Esta mañana, mientras empapaba una madalena de fabricación industrial en el café, he sido asaltado por una alucinación que apenas si me ha revelado algo que, por otra parte, hacía tiempo que sabía: que yo soy yo. Parecerá una simpleza, pero hasta hoy mismo no había tomado conciencia de que el mundo se divide en dos categorías de individuos: yo y todos los demás. Usted, que es uno de los demás, me disculpará la petulancia, pero es que yo me prefiero a mí. Le puedo asegurar que si el yo que soy instintivamente (el que gime cuando es golpeado, el que llora cuando su alma se aflige, el que se espanta cuando las siluetas de su suegra y sus maletas se recortan ante el umbral de su puerta…) fuera una persona distinta al yo que concibo cuando me pienso, no existirían dos amigos más entrañables.

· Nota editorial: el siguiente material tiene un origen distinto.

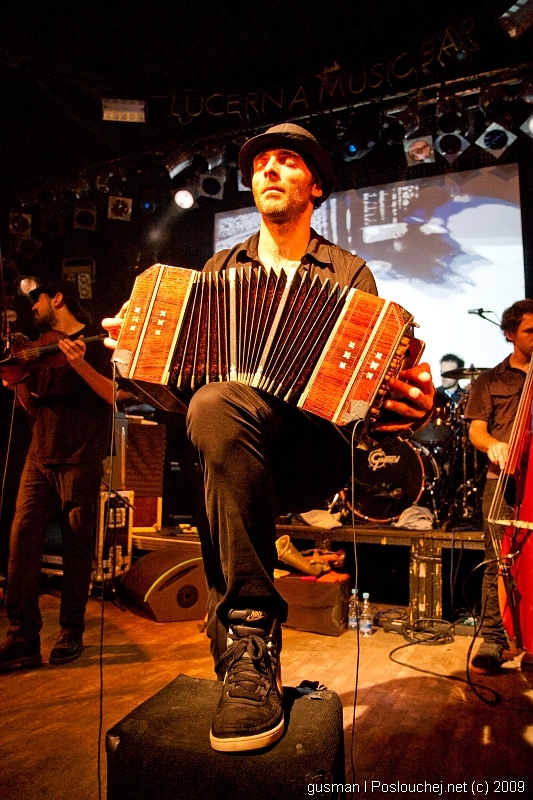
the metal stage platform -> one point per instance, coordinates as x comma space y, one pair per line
425, 548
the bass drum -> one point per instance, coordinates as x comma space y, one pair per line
390, 478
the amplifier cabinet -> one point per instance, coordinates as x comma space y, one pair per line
148, 514
112, 542
113, 535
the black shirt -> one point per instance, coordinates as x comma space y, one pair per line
73, 422
322, 258
494, 398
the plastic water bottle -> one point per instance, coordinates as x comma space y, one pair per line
366, 619
353, 612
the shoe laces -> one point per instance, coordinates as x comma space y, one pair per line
250, 671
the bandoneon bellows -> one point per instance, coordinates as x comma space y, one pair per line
328, 350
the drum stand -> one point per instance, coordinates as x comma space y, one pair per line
468, 495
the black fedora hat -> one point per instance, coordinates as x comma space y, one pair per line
293, 137
68, 289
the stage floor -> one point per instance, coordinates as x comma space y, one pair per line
410, 726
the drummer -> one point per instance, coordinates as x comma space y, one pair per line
450, 386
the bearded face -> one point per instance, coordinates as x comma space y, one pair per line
283, 186
44, 313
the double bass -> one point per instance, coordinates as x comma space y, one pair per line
513, 538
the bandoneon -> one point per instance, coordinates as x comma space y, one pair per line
326, 349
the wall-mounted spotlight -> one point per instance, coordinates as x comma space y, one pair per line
496, 139
358, 135
211, 184
451, 145
119, 208
85, 217
419, 150
450, 142
527, 126
184, 198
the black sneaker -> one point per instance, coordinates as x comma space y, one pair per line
488, 659
250, 712
17, 653
68, 647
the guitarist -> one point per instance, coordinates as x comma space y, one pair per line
491, 409
72, 409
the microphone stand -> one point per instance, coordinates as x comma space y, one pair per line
481, 313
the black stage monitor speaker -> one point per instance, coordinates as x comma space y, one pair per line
168, 585
161, 750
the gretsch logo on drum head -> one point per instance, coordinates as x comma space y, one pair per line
378, 458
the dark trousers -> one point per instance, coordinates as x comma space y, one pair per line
492, 630
261, 457
73, 488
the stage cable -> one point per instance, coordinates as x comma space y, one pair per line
8, 453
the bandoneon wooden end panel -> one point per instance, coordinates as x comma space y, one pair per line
146, 343
363, 352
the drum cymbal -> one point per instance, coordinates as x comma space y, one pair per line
467, 373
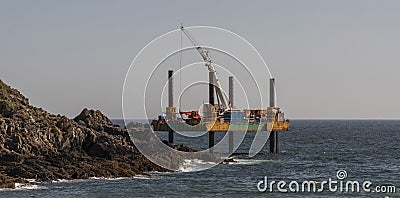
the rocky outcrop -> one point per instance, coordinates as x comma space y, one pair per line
38, 145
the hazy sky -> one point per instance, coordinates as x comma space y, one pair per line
331, 59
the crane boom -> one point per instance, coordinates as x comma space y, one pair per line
210, 65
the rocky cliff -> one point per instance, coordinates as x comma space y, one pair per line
35, 144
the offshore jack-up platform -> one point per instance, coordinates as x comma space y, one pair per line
221, 117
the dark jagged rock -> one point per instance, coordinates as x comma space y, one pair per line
35, 144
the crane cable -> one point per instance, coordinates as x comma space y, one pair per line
180, 73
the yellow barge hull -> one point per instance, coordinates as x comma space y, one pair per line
222, 126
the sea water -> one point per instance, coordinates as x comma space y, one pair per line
313, 150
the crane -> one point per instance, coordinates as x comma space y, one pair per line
210, 65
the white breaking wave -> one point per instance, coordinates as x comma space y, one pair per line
249, 161
195, 165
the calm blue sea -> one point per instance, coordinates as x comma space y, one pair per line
313, 150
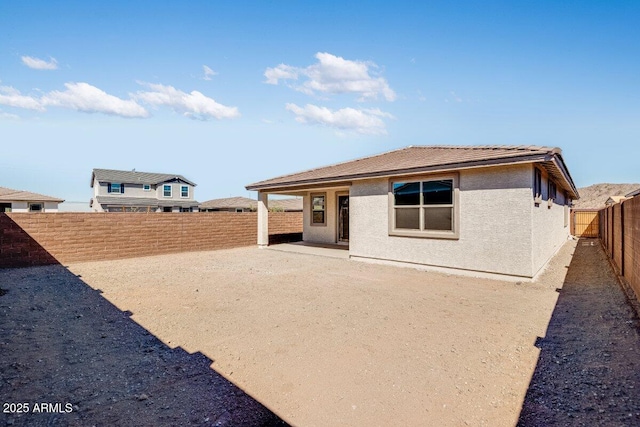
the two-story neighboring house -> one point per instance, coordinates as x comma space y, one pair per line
132, 191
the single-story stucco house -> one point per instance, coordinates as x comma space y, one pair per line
490, 209
25, 201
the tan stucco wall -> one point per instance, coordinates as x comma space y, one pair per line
547, 227
495, 224
24, 206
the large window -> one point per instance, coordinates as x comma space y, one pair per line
318, 209
424, 208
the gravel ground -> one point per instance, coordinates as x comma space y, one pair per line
69, 357
588, 373
319, 341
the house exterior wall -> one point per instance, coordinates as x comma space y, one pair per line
495, 224
326, 233
548, 230
175, 191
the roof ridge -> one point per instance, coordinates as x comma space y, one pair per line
473, 147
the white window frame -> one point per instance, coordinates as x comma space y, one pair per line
453, 234
120, 187
36, 204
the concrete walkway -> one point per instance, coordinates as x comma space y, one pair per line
332, 251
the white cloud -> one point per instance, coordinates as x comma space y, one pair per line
194, 104
365, 121
335, 75
13, 98
9, 116
40, 64
281, 72
89, 99
208, 73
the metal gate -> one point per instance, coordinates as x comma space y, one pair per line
584, 223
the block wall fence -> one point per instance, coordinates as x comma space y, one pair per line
28, 239
620, 234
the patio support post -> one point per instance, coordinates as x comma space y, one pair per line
263, 219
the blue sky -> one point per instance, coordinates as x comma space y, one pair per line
229, 93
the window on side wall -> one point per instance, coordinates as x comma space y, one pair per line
115, 187
537, 185
318, 209
424, 208
552, 190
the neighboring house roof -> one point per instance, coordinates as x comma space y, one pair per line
420, 159
144, 201
294, 204
135, 177
633, 193
10, 195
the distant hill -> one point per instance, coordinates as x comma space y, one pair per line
594, 196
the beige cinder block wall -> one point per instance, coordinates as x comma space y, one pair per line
496, 223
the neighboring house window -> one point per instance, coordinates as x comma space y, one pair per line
318, 209
114, 187
35, 207
537, 183
425, 208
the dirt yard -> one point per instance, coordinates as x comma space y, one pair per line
318, 341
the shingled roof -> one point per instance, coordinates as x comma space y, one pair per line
421, 159
135, 177
294, 204
10, 195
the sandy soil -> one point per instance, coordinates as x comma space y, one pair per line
322, 341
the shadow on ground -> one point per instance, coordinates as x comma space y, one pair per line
62, 343
588, 372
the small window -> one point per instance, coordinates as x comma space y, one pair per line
423, 208
537, 183
318, 209
553, 190
115, 187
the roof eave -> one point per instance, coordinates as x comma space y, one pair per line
345, 179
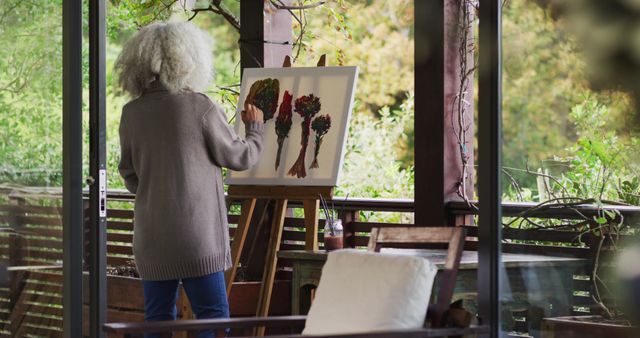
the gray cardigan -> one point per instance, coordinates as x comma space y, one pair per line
172, 149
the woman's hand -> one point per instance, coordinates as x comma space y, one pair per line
251, 113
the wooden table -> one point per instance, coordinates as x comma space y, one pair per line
542, 283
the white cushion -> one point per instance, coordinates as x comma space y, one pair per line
364, 291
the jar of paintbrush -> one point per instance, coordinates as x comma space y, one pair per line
333, 230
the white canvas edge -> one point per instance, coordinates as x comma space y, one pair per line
267, 72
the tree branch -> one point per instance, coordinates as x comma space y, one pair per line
216, 7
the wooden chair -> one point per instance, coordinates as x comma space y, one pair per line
452, 236
380, 237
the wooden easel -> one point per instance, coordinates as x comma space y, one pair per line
310, 197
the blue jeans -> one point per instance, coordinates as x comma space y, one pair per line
207, 295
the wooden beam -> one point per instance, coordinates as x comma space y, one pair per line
438, 159
429, 115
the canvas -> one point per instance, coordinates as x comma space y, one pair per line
307, 113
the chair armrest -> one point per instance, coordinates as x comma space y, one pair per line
203, 324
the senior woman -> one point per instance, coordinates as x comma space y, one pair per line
174, 142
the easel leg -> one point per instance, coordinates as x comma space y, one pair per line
272, 259
311, 211
239, 238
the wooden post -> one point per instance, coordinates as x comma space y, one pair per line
257, 26
438, 165
239, 239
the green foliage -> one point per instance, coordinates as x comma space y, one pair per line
543, 79
30, 92
598, 165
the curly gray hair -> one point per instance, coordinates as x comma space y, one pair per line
178, 54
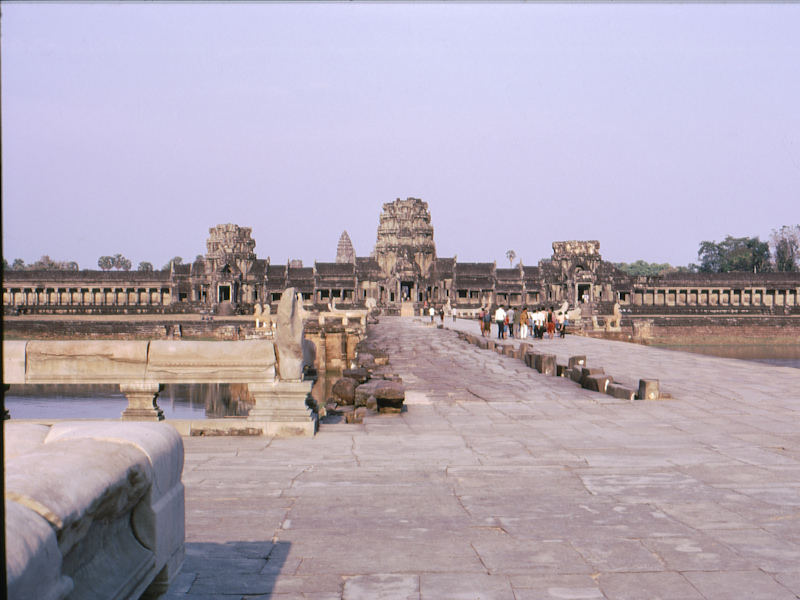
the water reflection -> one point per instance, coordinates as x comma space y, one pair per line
782, 356
178, 401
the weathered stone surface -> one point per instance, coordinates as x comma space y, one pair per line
364, 391
648, 389
33, 561
620, 391
587, 371
546, 364
389, 396
97, 361
598, 383
357, 416
344, 390
360, 375
576, 361
111, 492
289, 337
366, 360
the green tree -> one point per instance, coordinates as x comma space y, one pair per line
106, 263
786, 248
176, 261
642, 268
734, 254
511, 255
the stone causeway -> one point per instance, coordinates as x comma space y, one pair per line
497, 482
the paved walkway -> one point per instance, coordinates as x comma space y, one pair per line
502, 483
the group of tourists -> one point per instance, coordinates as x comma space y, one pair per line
518, 323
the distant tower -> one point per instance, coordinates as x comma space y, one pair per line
345, 253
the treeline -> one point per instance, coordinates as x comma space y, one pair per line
781, 253
106, 263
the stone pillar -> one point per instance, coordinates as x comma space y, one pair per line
142, 405
281, 407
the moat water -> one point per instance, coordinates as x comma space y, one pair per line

Yo, y usted sabrá volver a disculparme, soy, en tanto que yo, mucho más real que usted. Es más, usted, al que ya he tenido el honor de dirigirme en varias ocasiones, no es para mí sino una representación, una suposición, la encarnación de la idea que me he forjado acerca de todos aquéllos que acabarán leyendo este texto. Perdone la crudeza, pero me veo en la obligación de informarle de que usted no tiene rostro, ni nombre, ni filiación. Yo puedo acreditar que soy yo (ahí arriba figuran mi fotografía y mi nombre), pero usted, ¿me puede decir quién diablos es usted?
Podrá objetárseme que quien esto lea tendrá de sí la misma conciencia que yo tengo de mí. Él también es un yo lo que, recíprocamente, me convierte a mí en un usted. Como argumento no está mal construido, pero, aun reconociendo esto, nadie va a persuadirme de que yo soy yo y usted, usted. En lo que a mí concierne, lo tengo claro. ¿Y usted?
Si me despeño por un barranco, seré yo quien sufra las molestias que supongo aparejadas a tan infausto suceso. Pero si es usted quien se precipita al vacío desde un desfiladero, puedo asegurarle que tan indeseable tragedia no me procurará daño alguno. Ésa es, precisamente, la distancia que nos separa a ambos.
La madalena en el café escondía esta mañana otra porción de revelaciones, de entre las cuales juzgo como la más edificante aquélla que versa acerca del destino que, según la experiencia ajena avala, nos aguarda a todos y cada uno de nosotros. Hablo de la Muerte, de la Pelona, de la Parca, de la Señora de la Guadaña… “Según la experiencia ajena avala”, acabo de escribir. Ahí radica el quid de la cuestión, la almendra del misterio cuya dilucidación me ha sido confiada en el acto banal de mojar la madalena. La certeza de que todos hemos de morirnos no se funda más que en una consideración de carácter puramente estadístico: pensamos que esto es así porque, hasta la fecha, todo ser humano nacido de mujer ha acabado muriéndose más tarde o más temprano. Ésa es la “experiencia ajena” a la que aludía, la experiencia que usted habrá de afrontar un día u otro, usted, que no soy yo sino alguien que se me antoja extraño, ajeno, usted que, a diferencia de mí, es uno de todos los demás. Pero, ¿y yo? ¿Qué habrá de pasar conmigo? He de confesarle que, a este respecto, me muestro optimista. No existen antecedentes acerca de la suerte que espera a un yo como yo ya que yo, pese a la vastedad de la historia de la Humanidad, no he nacido más que una sola vez. En otras palabras, no existen estadísticas fiables. La única realidad contrastada por la ciencia es que todos los demás son criaturas mortales, algo que no tiene por qué concernirme pues, como he venido subrayando hasta la extenuación, yo soy yo.
O sea, que todo es cuestión de dar tiempo al tiempo para ver qué pasa conmigo. En cuanto a lo suyo, y lamento la franqueza, me temo que no tiene arreglo.